June 26, 2008


County watermen’s commission lays out an agenda
 

By SUSAN WEST
.


The Dare County Commission for Working Watermen laid out an ambitious task-sheet when the group met June 17.

Each waterman on the commission contributed a “wish list” of ways to protect and develop the fishing industry in the county.

“Step one should be a meeting with elected officials to ask them if they want a commercial fishing industry in North Carolina,” said Jamie Reibel, commission vice-chairman.

“If they aren’t with us, then we won’t be able to do anything,” he said.

Dewey Hemilright said support could be gauged by asking for state legislation that would bar the concurrent appointment of an individual to both state and federal fisheries councils.  

The current chairman of the North Carolina Marine Fisheries Commission, Mac Currin, also serves in an at-large seat on the federal South Atlantic Fishery Management Council.

Hemilright said that the state’s official opposition to proposed federal snapper-grouper rules was weakened when Currin supported the rules in his role on the South Atlantic Council.

Kelly Schoolcraft spoke about how snapper-grouper management underscores the flaws in fisheries data collection systems.

“We lost our commercial snowy grouper fishery based on information collected from headboat surveys in other states,” he said.

Schoolcraft said the validity of management plans is undercut when the data isn’t representative of the total fishery.

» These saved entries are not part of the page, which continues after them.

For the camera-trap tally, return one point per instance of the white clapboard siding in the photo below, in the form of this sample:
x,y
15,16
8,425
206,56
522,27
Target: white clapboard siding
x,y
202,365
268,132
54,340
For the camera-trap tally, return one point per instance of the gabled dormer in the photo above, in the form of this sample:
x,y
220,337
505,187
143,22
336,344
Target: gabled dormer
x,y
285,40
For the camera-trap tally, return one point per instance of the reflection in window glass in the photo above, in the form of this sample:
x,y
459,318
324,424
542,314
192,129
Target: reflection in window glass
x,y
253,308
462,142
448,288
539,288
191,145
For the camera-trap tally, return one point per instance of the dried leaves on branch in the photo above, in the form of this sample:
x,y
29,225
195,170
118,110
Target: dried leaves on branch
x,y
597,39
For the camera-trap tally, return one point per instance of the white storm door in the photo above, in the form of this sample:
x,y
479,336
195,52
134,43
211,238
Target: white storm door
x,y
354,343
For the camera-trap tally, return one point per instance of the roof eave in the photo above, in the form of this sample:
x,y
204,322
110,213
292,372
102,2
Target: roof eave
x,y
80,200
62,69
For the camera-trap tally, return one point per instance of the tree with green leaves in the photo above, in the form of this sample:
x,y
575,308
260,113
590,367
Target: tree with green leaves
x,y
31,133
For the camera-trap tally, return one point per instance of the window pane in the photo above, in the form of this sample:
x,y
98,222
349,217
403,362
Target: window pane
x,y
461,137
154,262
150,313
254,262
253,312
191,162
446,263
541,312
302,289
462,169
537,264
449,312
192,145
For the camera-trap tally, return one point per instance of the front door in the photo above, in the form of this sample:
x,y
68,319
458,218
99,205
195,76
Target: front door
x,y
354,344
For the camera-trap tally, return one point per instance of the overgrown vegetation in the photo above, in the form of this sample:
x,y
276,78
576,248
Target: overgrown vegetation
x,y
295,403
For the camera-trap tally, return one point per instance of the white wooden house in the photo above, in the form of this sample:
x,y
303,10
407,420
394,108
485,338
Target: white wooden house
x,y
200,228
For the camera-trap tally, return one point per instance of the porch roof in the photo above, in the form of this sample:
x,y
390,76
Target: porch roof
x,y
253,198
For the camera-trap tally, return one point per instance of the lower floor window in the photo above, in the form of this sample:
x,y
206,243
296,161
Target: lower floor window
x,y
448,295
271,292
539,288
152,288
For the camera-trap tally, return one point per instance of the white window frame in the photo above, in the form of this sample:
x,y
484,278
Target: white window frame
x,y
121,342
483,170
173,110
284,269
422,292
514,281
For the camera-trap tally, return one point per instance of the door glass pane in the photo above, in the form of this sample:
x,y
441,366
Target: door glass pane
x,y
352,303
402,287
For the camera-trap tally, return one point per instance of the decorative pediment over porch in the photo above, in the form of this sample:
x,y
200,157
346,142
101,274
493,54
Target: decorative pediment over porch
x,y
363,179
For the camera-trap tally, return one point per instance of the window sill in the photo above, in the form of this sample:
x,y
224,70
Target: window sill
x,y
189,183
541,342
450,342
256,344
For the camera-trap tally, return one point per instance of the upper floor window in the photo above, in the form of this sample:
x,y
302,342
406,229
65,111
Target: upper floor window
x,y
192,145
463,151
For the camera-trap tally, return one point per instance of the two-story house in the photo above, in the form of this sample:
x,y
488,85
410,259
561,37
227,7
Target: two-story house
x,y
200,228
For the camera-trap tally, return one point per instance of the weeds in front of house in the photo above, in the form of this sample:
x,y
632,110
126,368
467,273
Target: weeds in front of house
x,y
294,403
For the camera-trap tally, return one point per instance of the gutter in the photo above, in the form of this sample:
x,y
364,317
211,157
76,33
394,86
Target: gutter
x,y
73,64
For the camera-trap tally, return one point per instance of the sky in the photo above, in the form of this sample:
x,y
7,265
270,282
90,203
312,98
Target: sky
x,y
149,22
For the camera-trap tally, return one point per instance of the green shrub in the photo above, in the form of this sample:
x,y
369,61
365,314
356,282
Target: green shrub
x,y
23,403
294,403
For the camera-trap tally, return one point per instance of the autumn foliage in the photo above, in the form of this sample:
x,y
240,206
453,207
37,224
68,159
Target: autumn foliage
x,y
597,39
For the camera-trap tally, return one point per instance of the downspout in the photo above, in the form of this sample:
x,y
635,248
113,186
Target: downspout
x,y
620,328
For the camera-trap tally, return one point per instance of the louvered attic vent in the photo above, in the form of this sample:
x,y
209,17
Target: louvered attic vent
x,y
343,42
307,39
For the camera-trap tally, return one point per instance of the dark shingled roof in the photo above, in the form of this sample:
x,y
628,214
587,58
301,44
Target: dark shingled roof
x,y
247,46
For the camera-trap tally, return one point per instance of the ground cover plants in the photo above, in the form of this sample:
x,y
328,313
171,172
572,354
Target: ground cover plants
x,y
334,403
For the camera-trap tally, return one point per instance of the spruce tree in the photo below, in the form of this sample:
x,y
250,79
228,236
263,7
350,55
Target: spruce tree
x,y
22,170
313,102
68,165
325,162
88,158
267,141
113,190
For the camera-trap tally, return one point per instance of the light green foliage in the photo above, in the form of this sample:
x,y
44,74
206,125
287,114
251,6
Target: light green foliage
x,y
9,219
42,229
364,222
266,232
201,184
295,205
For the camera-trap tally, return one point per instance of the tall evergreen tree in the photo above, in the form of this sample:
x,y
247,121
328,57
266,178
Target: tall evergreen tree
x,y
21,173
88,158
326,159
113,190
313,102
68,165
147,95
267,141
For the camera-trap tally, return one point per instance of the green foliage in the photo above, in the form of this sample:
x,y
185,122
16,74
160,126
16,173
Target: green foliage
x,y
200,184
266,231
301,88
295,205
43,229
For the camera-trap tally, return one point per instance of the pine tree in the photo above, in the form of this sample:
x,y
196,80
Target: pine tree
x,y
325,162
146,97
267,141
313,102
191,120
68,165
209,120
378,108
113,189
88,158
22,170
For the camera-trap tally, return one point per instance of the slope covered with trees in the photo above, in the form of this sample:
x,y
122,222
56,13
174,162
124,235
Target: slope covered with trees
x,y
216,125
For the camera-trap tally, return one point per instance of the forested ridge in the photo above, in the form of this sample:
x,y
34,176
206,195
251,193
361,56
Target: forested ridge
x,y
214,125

“The Council and NMFS (National Marine Fisheries Service) know that’s an issue, and that’s why they’re training a port agent now to measure and sample fish landed in Dare County,” he said.

Schoolcraft recommended that the commission ask the state to look into the issue.

“I think we have an opportunity to recapture some of our snapper-grouper fishery,” he said.

Schoolcraft also recommended that the commission look into ways to develop collaborative data collection programs with universities.

“We need the best credible science, not just the best available, to be used in management plans,” he added.

Phil Ray Haywood agreed that inaccurate data mars fisheries management.

He also would like changes in the management of the commercial red drum fishery.  In order to land up to seven drum, commercial fishermen have been required to land more pounds of other species than the weight of the drum.

“What sense does it make that I am required to go out and kill nanny shad or some other fish in order to keep seven drum?” he asked.

He also supported Hemilright’s recommendation that the group work with the state to change the rules for the striped bass fishery in the sounds.

“With the five fish limit in place, we haven’t come close to catching the allowable quota for years now,” Haywood said.

The watermen also discussed a request for a 1.1 million-pound spiny dogfish quota for North Carolina, water quality issues, buoy identification educational efforts, repeal of the coastal recreational fishing license, and local seafood marketing initiatives.

“We are now seeing with the oil situation and with imports, that when we can’t feed ourselves, we lose our freedom,” said Dare County Commissioner Mike Johnson, chairman of the watermen’s panel.

The commission did not take formal action on any issues, but agreed to invite state Rep. Tim Spear to the next meeting. That meeting is tentatively scheduled for July 1.